Our first family picture (remember, 30+ hours of traveling - I am looking rough!)


And then we drove home from Charlotte to find this in our driveway:

That day was crazy. Amani and I were exhausted and dirty. He was so sick (we had no idea he'd be having surgery 8 days later).  And our friends and family surrounded us with so much love and support. I get teary thinking about that day and how much we love the folks who shared it with us.

And that was a year ago today. Three hundred and sixty five days.

Those have been the hardest three hundred and sixty five days of my life. And the best. And the most stressful. And the most amazing.

Adoption is not for wimps.

Looking back on this past year, I am so glad to be moving forward.  And I cannot get over how different our family is from a year ago.

If you haven't seen it yet, there's a blog post from Jen Hatmaker (have I ever mentioned how much I love her? oh, I have? a million times? right, sorry) and it sums up the first year home with adopted kiddos:

In the past year I have cried tears of joy and tears of despair. I have wanted to shout from the rooftops and praise God and I have wanted to throw myself down a flight of stairs.  Seriously.

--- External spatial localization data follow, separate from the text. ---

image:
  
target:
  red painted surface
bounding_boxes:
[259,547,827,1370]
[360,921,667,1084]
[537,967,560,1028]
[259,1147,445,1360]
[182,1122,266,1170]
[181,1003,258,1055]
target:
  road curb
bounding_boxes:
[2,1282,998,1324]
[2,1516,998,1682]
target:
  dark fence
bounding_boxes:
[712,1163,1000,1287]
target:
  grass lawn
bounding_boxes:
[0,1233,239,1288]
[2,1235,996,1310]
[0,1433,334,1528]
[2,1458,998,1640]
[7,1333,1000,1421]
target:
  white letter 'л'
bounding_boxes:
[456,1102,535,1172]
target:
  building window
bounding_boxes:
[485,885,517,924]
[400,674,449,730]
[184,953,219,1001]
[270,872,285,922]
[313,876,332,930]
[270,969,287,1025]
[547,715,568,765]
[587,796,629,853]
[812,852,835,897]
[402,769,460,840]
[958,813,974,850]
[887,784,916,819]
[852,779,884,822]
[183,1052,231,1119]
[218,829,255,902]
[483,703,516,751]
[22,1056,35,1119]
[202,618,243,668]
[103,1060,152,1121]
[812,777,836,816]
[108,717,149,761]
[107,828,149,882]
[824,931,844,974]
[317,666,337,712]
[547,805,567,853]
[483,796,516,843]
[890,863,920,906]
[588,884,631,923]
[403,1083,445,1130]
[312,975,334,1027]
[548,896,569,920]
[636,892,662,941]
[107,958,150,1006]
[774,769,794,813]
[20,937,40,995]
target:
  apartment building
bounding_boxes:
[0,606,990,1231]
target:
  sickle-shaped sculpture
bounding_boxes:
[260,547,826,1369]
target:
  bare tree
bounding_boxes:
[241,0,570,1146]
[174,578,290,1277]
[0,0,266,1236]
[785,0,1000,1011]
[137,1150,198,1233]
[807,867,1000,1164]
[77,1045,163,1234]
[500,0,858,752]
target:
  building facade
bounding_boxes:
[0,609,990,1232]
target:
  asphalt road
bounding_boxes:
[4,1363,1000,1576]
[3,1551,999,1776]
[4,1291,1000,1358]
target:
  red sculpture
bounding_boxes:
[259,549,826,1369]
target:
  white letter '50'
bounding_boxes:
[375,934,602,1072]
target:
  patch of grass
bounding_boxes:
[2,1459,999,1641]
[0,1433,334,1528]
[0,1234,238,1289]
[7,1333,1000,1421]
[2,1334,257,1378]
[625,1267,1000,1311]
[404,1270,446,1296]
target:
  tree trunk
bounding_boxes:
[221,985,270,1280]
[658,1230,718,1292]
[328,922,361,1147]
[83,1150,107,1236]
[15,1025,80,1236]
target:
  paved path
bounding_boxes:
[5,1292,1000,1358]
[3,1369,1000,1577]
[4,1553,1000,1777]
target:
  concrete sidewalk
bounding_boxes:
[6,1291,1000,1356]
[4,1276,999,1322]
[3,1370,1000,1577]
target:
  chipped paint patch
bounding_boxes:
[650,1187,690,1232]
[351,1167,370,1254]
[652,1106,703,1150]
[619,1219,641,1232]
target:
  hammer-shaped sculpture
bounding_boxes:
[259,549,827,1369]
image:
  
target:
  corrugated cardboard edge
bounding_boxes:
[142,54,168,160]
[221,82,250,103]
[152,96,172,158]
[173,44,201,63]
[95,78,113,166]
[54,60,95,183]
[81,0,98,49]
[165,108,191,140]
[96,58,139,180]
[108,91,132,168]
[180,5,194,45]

But today I look at my little brown boy who runs to me when I walk in the door yelling "Mommy Hoooome!" and I want to cry tears of pure joy. I know what his life would have looked like if he weren't here. I know the struggles he's been through over the past year. He's my fighter, my survivor, and he is, quite possibly, the sweetest of my three children.

And as hard as it has been, I'd do it again. I'd do it all again to have him be my son; I hope to get to do it again for another child someday.

But for now, I am really looking forward to year two with our amazing Ethiopian son. He is truly a blessing to our family, temper tantrums and all! :)

1 comment:

  1. Kirstin, your family story makes me feel full of the spirit, and of hope. Each one of your children are the sweetest; how could they not be with you and Rob for parents? I enjoyed the picture of everyone in your driveway. That would be an overwhelming, emotional experience!